Tuesday, February 19, 2013

The Family History Writing Challenge - Struck By Lightning

This is day 19 of The Family History Writing Challenge.  I decided to write about a cousin today.  The story of his death and other events of the day are quite unusual.  My great grandfather's sister married my great grandmother's cousin, and Lemoine Wesley Gibson is their son.  Lemoine was my first cousin two times removed, and with the other relationship he is probably also a distant cousin again.

August 1947, in Richmond, Indiana, had turned into a scorcher.  There had not been a break from the heat all month and here is was all ready the 25th.  Lemoine had been running his farm near Kitchel Station and dealing with the heat.  He also traveled around to other farms in the area and did custom baling.

Lemoine had to head over near Abington Pike to bale some hay for John and Ed Wuenker that morning.  It was going to be miserably hot baling that hay, but he needed to get the job done.

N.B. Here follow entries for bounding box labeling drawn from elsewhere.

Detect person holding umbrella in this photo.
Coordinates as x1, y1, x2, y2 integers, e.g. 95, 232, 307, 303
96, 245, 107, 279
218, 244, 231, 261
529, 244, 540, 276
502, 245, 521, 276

He got up early that morning and told Mary he was heading over to the Wuenker farm.  He spent the morning baling and he was trying to get some finished when the clouds started to look ominous.  He wanted to get the section done that he was working on before the rain hit.  He saw lightning off in the distance and it started to cool down quickly.  Just a few more minutes and he could head in to the farmhouse and take shelter from the storm.  It was time to grab a little lunch anyway.  

At 12:10 pm a bolt of lightning struck.  It was a huge bolt and it hit Lamoine hard.  The force of that bolt ripped the shoes right from his feet.  It stopped Lamoine's watch.  It killed the horses that were standing near him.    

When the storm had passed over and Lamoine had failed to come to the house to get out of the storm, John Wuenker began to worry.
He figured he better go out and check on Lamoine.  He found him a short time later laying about 50 feet from the hay baler.

A couple of hours later, Mary was at home and she saw a storm coming in.  This was the same storm that had struck Lamoine.  Mary didn't know about Lamoine yet.  The lightning in this storm was still monstrous.  It was cracking all around.  The next thing Mary knew the house was struck.  Thank goodness, it hadn't caught the house on fire.  She realized later it had taken out some wiring in the oil furnace.  

The coroner came in the late afternoon with the Wuenker's to inform Mary that Lamoine was stuck by lightning and had died.

Lamoine was laid out for his funeral at his farmhouse two days later.  One of his young nieces remembered going to attend his funeral.  She was more concerned about the "poor" horses dying than her Uncle Lamoine. Lamoine was taken to his final resting place at  Earlham Cemetery in Richmond.